Confiteor

Euna Britto de Oliveira

Que descaracterização é essa, eu não sei.

Vejo desvio de função

Azinhavre e encardimento

No que foi um almofariz dourado,

Onde se trituravam grãos de pimenta do reino

E se amassavam alho e sal.

Aquele batimento bom,

Que parecia uma música cheirosa,

Surge de repente na memória do ouvido,

Na memória do estômago – É quase hora do almoço.
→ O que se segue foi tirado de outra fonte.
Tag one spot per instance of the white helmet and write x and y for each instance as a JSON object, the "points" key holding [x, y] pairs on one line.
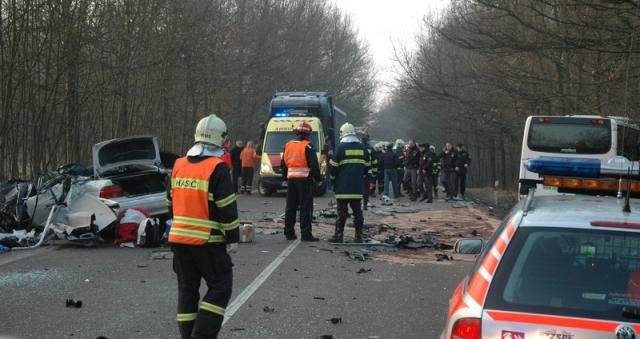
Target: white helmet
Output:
{"points": [[347, 129], [211, 130]]}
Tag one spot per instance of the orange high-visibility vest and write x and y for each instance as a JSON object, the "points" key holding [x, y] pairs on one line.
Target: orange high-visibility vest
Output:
{"points": [[190, 197], [296, 160]]}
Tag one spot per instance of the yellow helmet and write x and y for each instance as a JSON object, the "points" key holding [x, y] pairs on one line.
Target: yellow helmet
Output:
{"points": [[347, 129], [211, 130]]}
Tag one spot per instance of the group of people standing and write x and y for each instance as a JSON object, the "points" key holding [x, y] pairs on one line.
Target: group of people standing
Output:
{"points": [[417, 168]]}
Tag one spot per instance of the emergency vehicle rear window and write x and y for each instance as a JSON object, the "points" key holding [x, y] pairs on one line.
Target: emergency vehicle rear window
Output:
{"points": [[275, 141], [570, 135], [571, 272]]}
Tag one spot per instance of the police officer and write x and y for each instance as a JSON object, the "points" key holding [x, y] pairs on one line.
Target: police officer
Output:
{"points": [[301, 170], [349, 166], [205, 218], [369, 180]]}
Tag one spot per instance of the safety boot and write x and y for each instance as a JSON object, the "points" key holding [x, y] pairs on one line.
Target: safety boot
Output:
{"points": [[338, 235]]}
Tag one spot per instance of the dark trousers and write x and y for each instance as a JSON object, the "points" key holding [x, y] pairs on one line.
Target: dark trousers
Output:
{"points": [[299, 195], [235, 175], [202, 319], [391, 177], [247, 178], [461, 182], [343, 211], [425, 187]]}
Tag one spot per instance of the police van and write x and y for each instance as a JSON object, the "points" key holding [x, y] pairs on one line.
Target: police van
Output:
{"points": [[559, 266]]}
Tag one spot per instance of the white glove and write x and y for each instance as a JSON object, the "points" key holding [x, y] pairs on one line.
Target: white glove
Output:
{"points": [[232, 248]]}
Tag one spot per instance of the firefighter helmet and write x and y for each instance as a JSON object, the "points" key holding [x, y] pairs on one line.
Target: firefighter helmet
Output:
{"points": [[303, 130], [347, 129], [211, 130]]}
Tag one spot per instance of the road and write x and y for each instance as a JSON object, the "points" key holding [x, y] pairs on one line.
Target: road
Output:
{"points": [[127, 294]]}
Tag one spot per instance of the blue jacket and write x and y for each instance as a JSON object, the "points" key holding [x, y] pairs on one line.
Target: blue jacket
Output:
{"points": [[350, 164]]}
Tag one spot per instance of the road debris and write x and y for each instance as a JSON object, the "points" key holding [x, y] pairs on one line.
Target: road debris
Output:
{"points": [[73, 303]]}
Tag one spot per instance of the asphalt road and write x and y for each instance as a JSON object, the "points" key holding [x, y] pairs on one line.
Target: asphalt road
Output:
{"points": [[127, 294]]}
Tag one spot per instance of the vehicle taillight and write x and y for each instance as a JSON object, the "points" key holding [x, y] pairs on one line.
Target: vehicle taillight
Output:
{"points": [[466, 328], [113, 191]]}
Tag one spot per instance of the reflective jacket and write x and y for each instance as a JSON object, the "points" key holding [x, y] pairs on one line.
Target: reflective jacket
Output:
{"points": [[194, 220], [349, 166], [295, 159]]}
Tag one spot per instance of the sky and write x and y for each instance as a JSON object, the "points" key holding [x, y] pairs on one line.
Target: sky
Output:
{"points": [[385, 23]]}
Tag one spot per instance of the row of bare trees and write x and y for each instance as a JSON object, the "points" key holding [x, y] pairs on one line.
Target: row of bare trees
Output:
{"points": [[483, 66], [74, 72]]}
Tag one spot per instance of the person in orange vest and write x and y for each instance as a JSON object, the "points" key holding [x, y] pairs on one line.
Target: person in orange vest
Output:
{"points": [[204, 230], [301, 170]]}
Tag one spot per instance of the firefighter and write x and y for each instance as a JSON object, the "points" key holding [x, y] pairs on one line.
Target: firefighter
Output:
{"points": [[301, 170], [369, 180], [205, 219], [349, 166]]}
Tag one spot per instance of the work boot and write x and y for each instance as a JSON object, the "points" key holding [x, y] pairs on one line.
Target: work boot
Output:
{"points": [[185, 328], [291, 236]]}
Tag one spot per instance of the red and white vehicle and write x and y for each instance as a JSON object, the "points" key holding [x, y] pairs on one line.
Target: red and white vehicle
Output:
{"points": [[558, 267]]}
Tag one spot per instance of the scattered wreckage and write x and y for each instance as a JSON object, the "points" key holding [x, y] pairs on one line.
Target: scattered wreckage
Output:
{"points": [[78, 203]]}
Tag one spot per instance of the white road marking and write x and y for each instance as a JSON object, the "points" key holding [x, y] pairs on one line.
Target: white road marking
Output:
{"points": [[255, 284]]}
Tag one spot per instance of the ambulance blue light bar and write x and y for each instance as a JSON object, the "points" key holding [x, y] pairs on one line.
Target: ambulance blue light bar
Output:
{"points": [[565, 167]]}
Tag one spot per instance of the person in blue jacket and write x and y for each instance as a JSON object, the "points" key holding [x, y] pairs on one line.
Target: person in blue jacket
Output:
{"points": [[349, 166]]}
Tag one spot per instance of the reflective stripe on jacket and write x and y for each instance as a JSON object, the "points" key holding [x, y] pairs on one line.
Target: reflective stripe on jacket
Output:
{"points": [[296, 160], [192, 224]]}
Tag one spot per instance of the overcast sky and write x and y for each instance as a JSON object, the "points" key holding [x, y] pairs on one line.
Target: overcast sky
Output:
{"points": [[385, 23]]}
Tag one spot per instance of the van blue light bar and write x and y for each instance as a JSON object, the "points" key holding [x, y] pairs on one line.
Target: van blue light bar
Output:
{"points": [[566, 167]]}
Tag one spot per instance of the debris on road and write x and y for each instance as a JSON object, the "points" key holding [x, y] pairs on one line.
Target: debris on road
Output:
{"points": [[161, 254], [268, 309], [335, 320]]}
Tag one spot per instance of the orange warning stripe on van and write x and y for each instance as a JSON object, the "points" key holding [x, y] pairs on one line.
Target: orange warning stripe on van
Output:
{"points": [[560, 321]]}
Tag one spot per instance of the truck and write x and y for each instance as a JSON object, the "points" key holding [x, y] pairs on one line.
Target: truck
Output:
{"points": [[286, 111]]}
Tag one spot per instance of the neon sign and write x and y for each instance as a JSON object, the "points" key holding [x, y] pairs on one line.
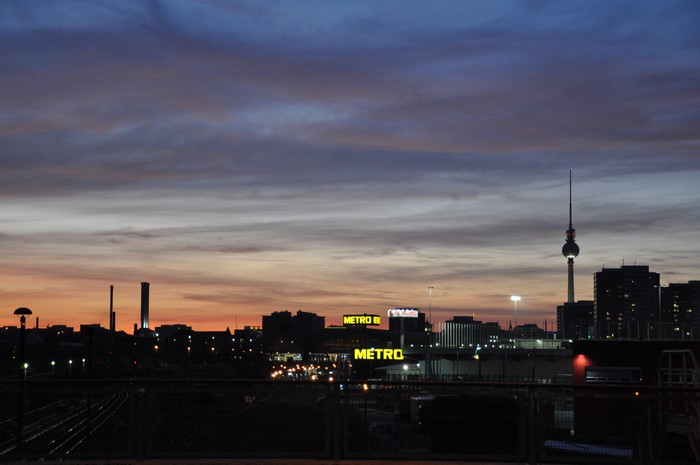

Onde está o frango ao molho pardo?

O feijão tropeiro, o arroz soltinho,

A couve em fitas estreitíssimas,

O picado de mandioca, onde estão?...

Vou almoçar o que tiver.

Estou no mesmo lugar,

Mas em outro tempo.

Vivem-se muitas vidas numa só existência.

Se facilitar, ponho sal fino na limonada e

Açúcar no churrasco;

Cominho no arroz-doce

E canela na carne – São tão parecidos!...

Não é minha culpa, mas não gosto de cozinhar.

Prefiro escrever um poema

A ter de fazer um almoço...

Entretanto, se precisar fazer, eu faço!

Crio o dom da culinária num passe de mágica!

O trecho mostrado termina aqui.